森見文学の始まり:太陽の塔
日本ファンタジーノベル大賞をとったこの作品を前々から読んでみたいと思っていたところたまたま見かけたので読んでみた。
森見登美彦文学の原点
イギリス文学のような独特な私語りの表現。言葉遊びが随所に見られる。基本的には自分語りなのだが、その言い回しが面白いというか独特の著者の感性が現れている。これが文体の味というべきものなのだろうか。なかなか真似ができたものではない。
キャッチャー・イン・ザ・ライを思い出すような、僕の穿った世間にたいする見解を聞いているとこっちまで口調が移りそうである。やれやれ。
自分が悪いのではない、世間が悪いのである。能ある鷹は爪を隠すというか、隠しすぎて自分でもどこに爪があるのか見失っている。
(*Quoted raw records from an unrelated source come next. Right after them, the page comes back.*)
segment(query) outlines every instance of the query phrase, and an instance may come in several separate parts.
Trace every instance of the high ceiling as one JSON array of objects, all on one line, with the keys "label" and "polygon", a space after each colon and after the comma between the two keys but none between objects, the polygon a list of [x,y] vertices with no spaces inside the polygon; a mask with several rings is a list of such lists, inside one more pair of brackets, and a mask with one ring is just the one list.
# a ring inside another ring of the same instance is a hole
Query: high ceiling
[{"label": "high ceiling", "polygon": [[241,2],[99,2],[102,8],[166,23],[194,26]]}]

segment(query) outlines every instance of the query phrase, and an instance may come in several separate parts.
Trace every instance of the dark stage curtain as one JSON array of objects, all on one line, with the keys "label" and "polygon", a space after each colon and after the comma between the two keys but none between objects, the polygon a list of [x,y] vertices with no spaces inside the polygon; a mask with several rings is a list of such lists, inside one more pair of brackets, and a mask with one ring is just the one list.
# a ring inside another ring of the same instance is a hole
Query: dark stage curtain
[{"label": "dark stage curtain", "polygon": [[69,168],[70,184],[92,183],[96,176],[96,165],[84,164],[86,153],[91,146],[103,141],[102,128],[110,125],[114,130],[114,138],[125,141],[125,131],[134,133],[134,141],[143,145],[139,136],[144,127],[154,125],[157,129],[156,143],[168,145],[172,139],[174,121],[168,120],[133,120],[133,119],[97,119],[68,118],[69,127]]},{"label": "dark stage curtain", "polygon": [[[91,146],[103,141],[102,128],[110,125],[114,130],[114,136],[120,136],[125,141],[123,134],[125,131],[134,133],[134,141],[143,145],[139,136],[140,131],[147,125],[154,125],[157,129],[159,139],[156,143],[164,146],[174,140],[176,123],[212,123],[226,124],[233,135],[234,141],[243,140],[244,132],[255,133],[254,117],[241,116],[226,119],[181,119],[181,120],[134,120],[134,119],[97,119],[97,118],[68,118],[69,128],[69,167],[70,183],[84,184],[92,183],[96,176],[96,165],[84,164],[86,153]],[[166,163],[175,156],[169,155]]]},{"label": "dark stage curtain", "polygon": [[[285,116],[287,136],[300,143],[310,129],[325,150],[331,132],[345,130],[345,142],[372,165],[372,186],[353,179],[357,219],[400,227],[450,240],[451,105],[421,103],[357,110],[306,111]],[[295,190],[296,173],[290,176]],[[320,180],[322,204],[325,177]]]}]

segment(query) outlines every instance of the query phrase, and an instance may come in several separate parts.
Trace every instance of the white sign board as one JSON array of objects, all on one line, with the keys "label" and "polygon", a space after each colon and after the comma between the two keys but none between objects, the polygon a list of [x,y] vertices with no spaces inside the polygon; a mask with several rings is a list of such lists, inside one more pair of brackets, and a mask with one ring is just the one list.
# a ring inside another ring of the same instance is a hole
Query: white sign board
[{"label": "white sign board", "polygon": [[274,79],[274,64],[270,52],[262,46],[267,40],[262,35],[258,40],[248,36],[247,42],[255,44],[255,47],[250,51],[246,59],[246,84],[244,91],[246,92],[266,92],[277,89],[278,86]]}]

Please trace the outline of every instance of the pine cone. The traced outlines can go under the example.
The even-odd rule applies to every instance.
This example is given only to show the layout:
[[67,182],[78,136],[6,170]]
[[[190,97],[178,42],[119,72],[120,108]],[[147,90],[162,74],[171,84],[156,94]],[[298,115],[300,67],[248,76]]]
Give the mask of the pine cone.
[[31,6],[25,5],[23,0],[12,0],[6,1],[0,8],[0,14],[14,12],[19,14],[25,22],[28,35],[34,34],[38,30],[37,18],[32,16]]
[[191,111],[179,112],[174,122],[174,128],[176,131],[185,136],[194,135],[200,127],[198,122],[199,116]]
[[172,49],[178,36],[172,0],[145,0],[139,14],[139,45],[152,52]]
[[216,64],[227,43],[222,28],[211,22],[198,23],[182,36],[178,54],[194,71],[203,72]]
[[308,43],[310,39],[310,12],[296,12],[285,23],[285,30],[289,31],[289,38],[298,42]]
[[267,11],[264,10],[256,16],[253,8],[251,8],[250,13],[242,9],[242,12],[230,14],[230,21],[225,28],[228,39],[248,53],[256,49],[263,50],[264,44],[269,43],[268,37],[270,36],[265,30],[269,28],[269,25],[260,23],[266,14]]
のような表現のオンパレードで独特の文体のリズムがある。
まだ原点のため荒いところが多く、ストーリーとしては満点!とかではないが、森見登美彦好きとしては読んでおいて損はないのではないだろうか
幸福論に関する独特な表現
好きなのは幸福についての独自の見解・表現である。みんなが幸福になればいいみたいなそんなことを甘く語るような文学ではない、あくまで僕が幸せになるために意地汚いでも愛らしい森見幸福論は好きだ。
みんなが不幸になれば、僕は相対的に幸せになれる
幸福が有限の資源だとすれば、君の不幸は余剰を一つ生み出した。
喜劇でもありどこか哀愁漂う独特の世界をお楽しみあれ。